I am using map in a Pandas Series to apply a function that extracts any string representing a date or an empty string if there is no date in that string.
import pandas as pd
import dateparser
text_series = pd.Series(data={'label 1':'some text',
'label 2':'something happened on 2012-12-31',
'label 3':'2013-12-31'})
new_series = text_series.map(lambda x: dateparser.search.search_dates(x)[-1][1] if dateparser.search.search_dates(x) else "")
The code works as expected and I end with a new Series with datetime objects representing the dates in the strings.
label 1 NaT
label 2 2012-12-31
label 3 2013-12-31
dtype: datetime64[ns]
My issue is that I get a warning because map infers datetime from the strings returned by the function and apparently that behaviour is deprecated and type should be indicated explicitely.
FutureWarning: Inferring datetime64[ns] from data containing strings is deprecated and will be removed in a future version. To retain the old behavior explicitly pass Series(data, dtype={value.dtype})

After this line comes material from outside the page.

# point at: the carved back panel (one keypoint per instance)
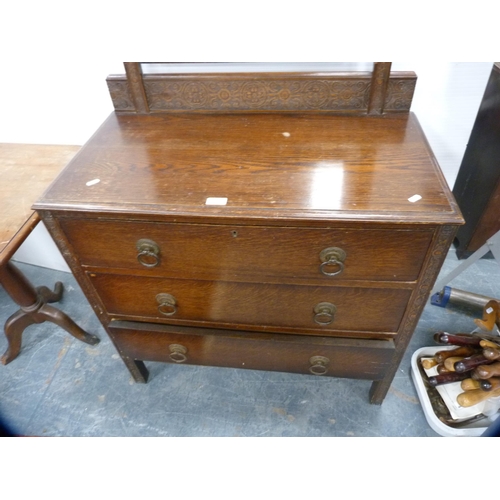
(376, 92)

How can I avoid this warning and avoid this code to stop working when the old behaviour stops working?
>Solution :
Took a different approach with regex
import pandas as pd
import regex as re
text_series = pd.Series(data={'label 1':'some text',
'label 2':'something happened on 2012-12-31',
'label 3':'2013-12-31'})
def make_dt(row):
x = re.search(r'(\d{4}-\d{2}-\d{2})', row)
if x:
return pd.to_datetime(x.group(1))
new_series = text_series.apply(make_dt)
in case doesn’t match the length: r'(\d-\d-\d)'
output:
label 1 NaT
label 2 2012-12-31
label 3 2013-12-31
dtype: datetime64[ns]